Neue Beiträge der Reihe “Wednesday Focus” werden immer mittwochs erscheinen, jedoch nicht notwendigerweise jeden Mittwoch.

Anfang November 2010 sah es für den Club aus der ‘Steel City’ Sheffield in South Yorkshire richtig düster aus. Neben ‘normalen’ Verbindlichkeiten plagten die in die Drittklassigkeit abgerutschten Owls Steuerschulden, die zum Zwangskonkurs hätten führen können. Politiker wie Vize-Premier Nick Clegg von den Liberaldemokraten oder der ehemalige Innenminister David Blunkett von Labour setzten sich für Wednesday ein, aber zunächst bekam der Verein vom High Court in London nur eine vierwöchige Fristverlängerung eingeräumt. Bis Mitte Dezember musste ein Käufer gefunden sein, um die Steuerschulden zu begleichen und andere Kredite zu bedienen.

Auftritt Milan Mandaric. Der serbisch-amerikanische Geschäftsmann übernahm den maroden Club für die symbolische Summe von einem Pfund. Dafür hat er die Steuerschulden beglichen und mit den Gläubigerbanken einen Deal zur Rückzahlung der Kredite vereinbart. Mandaric ist im englischen Fußball kein Unbekannter. Um bei Sheffield Wednesday einzusteigen, trat er von seinem Posten als Vorsitzender des Zweitligisten Leicester City zurück – einem Verein, den Mandaric auch schon mal besessen hat. Das wunderbare Fanzine “Twohundredpercent” bezeichnet ihn gar als “serial chairman”. Ihm und seiner Firma “UK Football Investments” gehörte in England vor Sheffield und Leicester auch schon der FC Portsmouth.

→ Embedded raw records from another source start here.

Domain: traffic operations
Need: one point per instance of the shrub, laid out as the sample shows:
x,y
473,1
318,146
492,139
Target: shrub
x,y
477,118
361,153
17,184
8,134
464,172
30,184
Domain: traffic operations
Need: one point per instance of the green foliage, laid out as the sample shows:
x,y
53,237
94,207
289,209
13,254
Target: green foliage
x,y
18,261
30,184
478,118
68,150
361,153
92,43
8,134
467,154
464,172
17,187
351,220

Auf den ersten Blick scheint das Bild vom kühl kalkulierenden Investoren und Anti-Hopp zu stimmen, der weiterzieht, wenn ihm langweilig wird oder der Profit auf sich warten lässt. Ganz so einfach kann man es sich bei Mandaric indes nicht machen. Zwar wurde gegen ihn bereits wegen Steuerhinterziehung ermittelt und im ersten Jahr seines Engagements bei Leicester saßen fünf verschiedene Trainer auf der Bank. Andererseits hat er keinen seiner Vereine in finanzieller Unordnung hinterlassen. Mandaric scheint auch ein entspannteres Verhältnis zu den sportlich Verantwortlichen gefunden zu haben: Er stellt Mittel für Transfers zur Verfügung und überlässt im wesentlichen dem Trainer die Auswahl. Auf dem Posten des CEO hat er inzwischen seinen eigenen Kandidaten Paul Aldridge installiert, der wegen früherer Ereignisse bei West Ham United nicht unumstritten ist.

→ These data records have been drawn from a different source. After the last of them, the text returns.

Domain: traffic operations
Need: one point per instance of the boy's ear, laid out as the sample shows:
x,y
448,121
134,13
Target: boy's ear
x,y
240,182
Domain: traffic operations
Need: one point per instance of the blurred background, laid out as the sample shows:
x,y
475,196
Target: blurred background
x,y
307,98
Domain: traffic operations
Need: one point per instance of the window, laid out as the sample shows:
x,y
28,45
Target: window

Den Trainerposten hat bei Wednesday der ruhige, sympathische Schotte Alan Irvine inne. Der Vorsitzende hat ihm für die Transferphase im Januar sechs Neuverpflichtungen genehmigt. Alle Mannschaftsteile bis auf das Tor sollen verstärkt werden – vorzugsweise mit jungen Spielern, die mit langfristigen Verträgen ausgestattet werden. Bisher hatten die Owls eine überdurchschnittlich alte Mannschaft und kaum Spieler, deren Wert während ihres Engagements stieg. Das Ziel ist klar: Sheffield Wednesday soll den Wiederaufstieg in die Championship schaffen, ob auf direktem Weg oder über die Play-Offs. Zurzeit ist der Club nur Neunter, hat allerdings gegenüber einigen Konkurrenten noch Spiele nachzuholen.

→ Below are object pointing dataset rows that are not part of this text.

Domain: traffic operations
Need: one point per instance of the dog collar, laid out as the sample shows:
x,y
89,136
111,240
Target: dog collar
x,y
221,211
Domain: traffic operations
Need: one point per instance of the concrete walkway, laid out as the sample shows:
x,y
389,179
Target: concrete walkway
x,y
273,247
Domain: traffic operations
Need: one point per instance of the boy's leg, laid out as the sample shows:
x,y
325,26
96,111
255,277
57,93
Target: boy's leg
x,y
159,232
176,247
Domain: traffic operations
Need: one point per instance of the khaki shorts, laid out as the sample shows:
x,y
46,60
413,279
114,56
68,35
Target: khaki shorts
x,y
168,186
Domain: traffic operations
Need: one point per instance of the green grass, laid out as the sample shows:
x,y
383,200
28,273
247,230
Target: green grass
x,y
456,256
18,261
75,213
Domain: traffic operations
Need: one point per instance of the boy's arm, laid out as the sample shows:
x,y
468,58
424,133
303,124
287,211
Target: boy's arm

Milan Mandaric hat Irvine schon einige Transferwünsche erfüllt (Genaueres zur sportlichen Situation und zum Kader folgt nächste Woche) und lässt ihm in sportlichen Dingen ohnehin freie Hand. Was allerdings passiert, wenn es mit dem Aufstieg nicht klappt, steht auf einem anderen Blatt. Nicht nur im Vorstand, auch bei den Fans ist die Erwartungshaltung hoch und der Grat zwischen Euphorie und Frust schmal.